As the stories of denied claims and financial hardship have mounted, a slow but steady movement toward accountability and regulation has begun to take shape across the country. Recognizing the potential for consumer harm, a handful of states have started to take action. States like Massachusetts and Colorado have implemented new rules requiring ministries to provide data and be more transparent about their operations and the limitations of their coverage. More aggressive legal actions have been taken in Washington and California, where state attorneys general have sued specific ministries, accusing them of operating as “sham insurance” and engaging in deceptive and fraudulent business practices. These lawsuits argue that by mimicking the language and structure of insurance without providing any of the guaranteed protections, these organizations are misleading consumers and leaving them dangerously exposed. These state-level efforts represent the first significant pushback against an industry that has flourished in a regulatory void.

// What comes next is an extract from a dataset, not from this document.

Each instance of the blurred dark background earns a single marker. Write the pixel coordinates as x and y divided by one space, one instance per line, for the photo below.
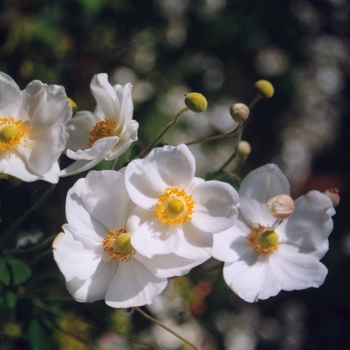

Beyond government action, members themselves have started fighting back through the legal system. A number of class-action lawsuits have been filed by groups of members who were denied promised coverage for essential medical care, from cancer treatments to maternity bills. These lawsuits collectively challenge the fundamental business model of the ministries, alleging that they collect monthly payments under the guise of being a reliable alternative to insurance while arbitrarily denying claims and retaining excessive amounts of member contributions for administrative costs and executive salaries. While the outcomes of these legal battles are still pending, they signal a growing awareness among consumers and a rising demand for transparency and accountability. The combination of regulatory scrutiny and member-led litigation has put the health care sharing ministry industry on the defensive, forcing a long-overdue public conversation about whether these unregulated entities are a viable solution or a dangerous predator in the American healthcare landscape.
A Concluding Reflection
The rise of health care sharing ministries tells a compelling story about the profound affordability crisis in American healthcare, yet the experiences of countless families reveal a deeply flawed and hazardous alternative. The initial allure of lower monthly payments consistently masks a system that lacks the fundamental protections and guarantees of regulated insurance. For individuals like Alycin Berry, the journey from an optimistic new member to a disillusioned cautionary voice encapsulates the core problem: the perceived savings are not worth the catastrophic risk of being denied coverage for essential medical care. Her definitive conclusion, that she would “never recommend the health share to anyone else,” echoes the sentiments of many who found themselves abandoned at their most vulnerable moments. The synthesis of these personal stories with expert analysis and policy reviews builds a unified and powerful argument that these ministries are an unreliable and often dangerous solution, especially for those planning to grow their families.